The classical IT-backup/restore paradigms have to be revised and the tools studied and possibly re-tuned to see whether other technical alternatives are viable. Secondary disk based storage technologies are becoming less expensive and will have to be investigated as alternative to the prevailing data tapes used today.

As centralised resources gain in importance in an integrated end-to-end file based media production, more and more applications move from typical and specific media work centre applications to central generic media application farms. The ever increasing requirements for media processing and integration urge the adoption of the concept of GRID enabled computing as underlying technology for processor-intensive processes.

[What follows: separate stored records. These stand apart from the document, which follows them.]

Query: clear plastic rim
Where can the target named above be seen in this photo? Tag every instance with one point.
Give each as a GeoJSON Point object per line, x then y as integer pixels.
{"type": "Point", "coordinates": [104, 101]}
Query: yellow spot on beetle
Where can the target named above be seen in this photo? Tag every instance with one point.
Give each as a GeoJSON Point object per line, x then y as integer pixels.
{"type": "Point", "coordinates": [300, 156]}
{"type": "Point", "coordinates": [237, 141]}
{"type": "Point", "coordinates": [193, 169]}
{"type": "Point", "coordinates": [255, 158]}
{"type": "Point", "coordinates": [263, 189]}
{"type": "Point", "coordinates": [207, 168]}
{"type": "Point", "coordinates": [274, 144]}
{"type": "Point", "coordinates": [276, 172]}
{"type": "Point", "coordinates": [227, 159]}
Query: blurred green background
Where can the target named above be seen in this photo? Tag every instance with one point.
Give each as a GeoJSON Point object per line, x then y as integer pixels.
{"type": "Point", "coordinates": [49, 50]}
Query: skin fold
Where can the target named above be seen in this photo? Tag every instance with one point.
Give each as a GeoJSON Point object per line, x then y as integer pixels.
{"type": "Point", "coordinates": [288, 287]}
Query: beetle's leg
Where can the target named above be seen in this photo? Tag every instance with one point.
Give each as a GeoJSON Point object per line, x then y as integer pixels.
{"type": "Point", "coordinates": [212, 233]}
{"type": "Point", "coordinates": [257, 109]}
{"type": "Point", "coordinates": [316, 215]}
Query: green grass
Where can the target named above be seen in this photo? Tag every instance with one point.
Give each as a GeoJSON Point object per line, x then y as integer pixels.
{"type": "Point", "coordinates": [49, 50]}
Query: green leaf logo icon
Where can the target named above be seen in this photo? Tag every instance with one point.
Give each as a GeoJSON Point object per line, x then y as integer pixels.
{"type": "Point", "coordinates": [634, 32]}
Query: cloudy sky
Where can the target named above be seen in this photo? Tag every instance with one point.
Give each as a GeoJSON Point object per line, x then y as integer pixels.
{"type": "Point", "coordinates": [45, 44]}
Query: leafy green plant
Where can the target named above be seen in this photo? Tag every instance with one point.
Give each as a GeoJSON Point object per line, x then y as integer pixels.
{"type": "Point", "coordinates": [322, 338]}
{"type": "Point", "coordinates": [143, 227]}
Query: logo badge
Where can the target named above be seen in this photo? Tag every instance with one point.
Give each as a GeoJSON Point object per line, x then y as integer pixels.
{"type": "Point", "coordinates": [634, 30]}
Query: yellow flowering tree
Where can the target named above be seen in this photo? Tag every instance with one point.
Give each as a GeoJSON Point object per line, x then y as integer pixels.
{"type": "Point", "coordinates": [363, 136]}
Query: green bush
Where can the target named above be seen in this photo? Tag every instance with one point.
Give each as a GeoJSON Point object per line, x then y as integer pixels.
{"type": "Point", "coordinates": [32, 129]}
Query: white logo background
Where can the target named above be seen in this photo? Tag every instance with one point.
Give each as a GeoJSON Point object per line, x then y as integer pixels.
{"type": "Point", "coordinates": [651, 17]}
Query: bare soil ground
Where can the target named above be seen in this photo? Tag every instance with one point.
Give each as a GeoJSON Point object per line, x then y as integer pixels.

In a HD-based media infrastructure, emerging new media formats will supersede the current standard definition video formats (e.g., D10, DV, MPEG2), browse video formats (e.g., MPEG-1) and audio formats (e.g., MPEG-1 layer 2). The selection of appropriate media formats for the different aspects of a HD-based media platform is of great importance. In order to obtain an optimal balance between media quality, bandwidth requirements and efficiency throughout the different workflows, decisions on the selected media format have to be preceded by thorough consideration and assessments. Clearly, the upcoming HD media format war requires careful selection of the appropriate encoding format, taking into account the different production processes involved and their respective parameters.

The HD media production environment requires a complex, tedious and more flexible integration between the central infrastructure and its media asset management system, and the video and audio work centres since the open standards such as MXF and AAF are not yet fully matured nor adopted by every media solution vendor. Further refinement of the application of MXF and AAF in a media production environment is essential. This can be accomplished by defining extra application-specific restrictions.

On a higher level, this integration should be approached by introducing the concept of Service Oriented Architectures, or SOA. This defines the use of so called services to support the requirements of the business users. In a SOA environment, nodes on a network make resources available to other participants in the network as independent services that the participants access in a standardized way. This tends to avoid the chaos of implementing ad hoc point-to-point integrations between every couple of media applications.

This project aims at designing solutions that address the above bottlenecks by:

  • Designing and building Proof of Concepts (POCs) of a High Definition media production and storage environment, based on an optimal choice of mostly IP based components. The project will cover research in the area of low end iSCSI storage, IP based SANs and disk connection networks, TCP/IP and iSCSI offload engines (TOE’s), IPoIB (IP over InfiniBand) and iSER as a possible alternative to TOE’s, different CPU technologies (AMD vs Intel), GPFS, GRID computing, cell-processors, alternative secondary storage concepts and new backup/restore paradigms;

  • Studying new media formats, follow-up of standardization and evolution of MXF and AAF, Service Oriented Architecture (SOA), Enterprise Service Bus (ESB);

  • Investigating the relevance of generic GRID computing concepts for the GPFS cluster based media infrastructure models.